Ok, I have been able to reproduce this on i686 box. So far it looks far more likely to be a kaffe bug than glibc bug, but that's just the feeling. The thing is, if I LD_PRELOAD a small library which does int pthread_cond_destroy (void *x) { return 0; } (that's what was pthread_cond_destroy doing up to -47), it works even with current glibc. But even current pthread_cond_destroy does nothing if there are no pending waiters at the time pthread_cond_destroy is called (well, it acquires/releases the internal lock but that's it) nor any show up after it has been called.
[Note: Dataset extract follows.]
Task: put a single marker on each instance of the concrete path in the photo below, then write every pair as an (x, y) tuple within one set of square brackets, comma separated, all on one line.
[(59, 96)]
The POSIX standard requires that pthread_cond_destroy can be only called when there are no pending waiters. What the patch was changing is when there were condvar waiters, some thread signalled or broadcasted them, but before they were scheduled pthread_cond_destroy is called.
Ok, have proof that it's kaffe's fault: #0 0xb75eb782 in _dl_sysinfo_int80 () from /lib/ld-linux.so.2 #1 0xb751015e in __lll_mutex_lock_wait () from /lib/tls/libpthread.so.0 #2 0xb750dab3 in pthread_cond_wait@@GLIBC_2.3.2 () from /lib/tls/libpthread.so.0 #3 0xb75ccd4c in jcondvar_wait (cv=0x8319a98, mux=0x8319a80, timeout=-1) at lock-impl.c:67 x/12w 0x8319a98 0x8319a98: 0x00000002 0x0000002c 0xffffffff 0xffffffff 0x8319aa8: 0x00000016 0x00000000 0x00000016 0x00000000 0x8319ab8: 0x08319a80 0x00000000 0x00000000 0x00000000 pthread_cond_t's __data.__total_seq field is only set to -1LL in pthread_cond_destroy, while holding condvar's internal lock. The above thread is waiting for the internal lock on entry to the pthread_cond_wait function, which means pthread_cond_destroy has been called on this condvar before this pthread_cond_wait call. But that is a bug. Kaffe should be fixed to only pthread_cond_destroy on condvars which are no longer actively used.
This problem is fixed in kaffe cvs as of 04-10-01. Big thanks to Jakub for finding this problem.